Washington to Beijing: Modify South China Sea claims
A senior U.S. government official calls on the Chinese government to cooperate on a "peaceful solution" to tensions in the Asia-Pacific region. The Chinese government claims are a source of "growing concern" and nurture "uncertainty." U.S. experts: Beijing’s aggressiveness fueled by a "sense of destiny" in history and on world stage.

Beijing ( AsiaNews / Agencies) - A senior U.S. official is calling on Beijing to "clarify" or "modify" its territorial claims in the South China Sea, an area long been the center of a dispute with several other nations in the Asia-Pacific region . Washington calls for a "peaceful solution" to the tensions in one of the hottest and most controversial areas of the entire Asian continent, as established by international law. Daniel Russell, an expert on East Asia for the Secretary of State criticizes Beijing for the so-called "nine-dash line" which delineates the possessions of China in the area and does not hide "growing concern" for the "pattern of behavoir" adopted so far. "Any Chinese claim - said the U.S. diplomat -to maritime rights not based on claimed land features would be inconsistent with international law."

Daniel Russel also supports the action of the Philippines, which has decided to refer the matter to the attention of a United Nations tribunal, a move made ​​last year and that sparked harsh reactions in China to find a "peaceful and non-coercive" solution. Beijing lacks "clarity ," said the senior U.S. official , and feeds "uncertainty" in the region and heavy "limits" in an attempt to find a common response.

The position taken by Washington is a sign of a growing interventionism of the United States in the dispute involving the South China Sea, closer to countries such as the Philippines (or Japan in the East China Sea , another " hot" front in the region ) in opposition - if not open conflict - with Beijing. However, while supporting a close military cooperation with Tokyo and Manila , the U.S. State Department has always claimed it does not want to take sides in the dispute over territorial sovereignty in this strategic point of Asia , the hub of commerce and rich in raw materials .

On the other hand, this has not stopped Beijing stepping up its territorial claims and attacking those who openly criticize its policy. Yesterday, the official Xinhua news agency branded Philippine President Benigno Aquino as "unfortunate " and called him "an amateurish politician who was ignorant both of history and reality" . The harshest response to date by the Beijing agency was to Manila allegations equating China to Nazi Germany for territorial claims in Europe before the Second World War.

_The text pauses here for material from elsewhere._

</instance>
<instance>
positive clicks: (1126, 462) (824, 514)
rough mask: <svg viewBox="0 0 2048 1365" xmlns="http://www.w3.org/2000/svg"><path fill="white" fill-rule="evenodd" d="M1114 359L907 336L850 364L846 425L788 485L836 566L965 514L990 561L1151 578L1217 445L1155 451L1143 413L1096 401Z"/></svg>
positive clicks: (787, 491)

Moreover, even analysts and international policy experts talk about "sense of destiny" behind the aggressive attitude of Beijing in territorial disputes, particularly those that relate to the East China Sea . The judgment comes from James Clapper, director of U.S. intelligence, according to whom China is behind an impressive acceleration in the arms race , in response to U.S. power . Beijing has a precise and "aggressive" idea of its "destiny" in history and on the world stage, adds Clapper, who did not exclude that the tensions could lead to a large-scale conflict in the not too distant future.

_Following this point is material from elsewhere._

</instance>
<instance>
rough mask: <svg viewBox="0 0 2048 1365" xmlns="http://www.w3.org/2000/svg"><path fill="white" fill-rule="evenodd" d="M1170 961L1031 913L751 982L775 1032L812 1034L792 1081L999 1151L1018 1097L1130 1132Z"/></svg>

In the East China Sea, China and Japan have been embroiled in a long-standing dispute over sovereignty of the Senkaku/Diaoyu Islands. In the South China Sea, China and the Philippines have also been involved in a similar dispute over the Scarborough Shoal. In the same area, Beijing also claims sovereignty over the Spratly and Paracel Islands, which are equally claimed by Vietnam, Brunei, Philippines, Malaysia and Taiwan. The islands are mostly uninhabited but rich in natural resources and raw materials. Hegemony in such an area is crucial for trade and seabed oil and natural gas development. Also, about two thirds of the world's maritime trade transit through it.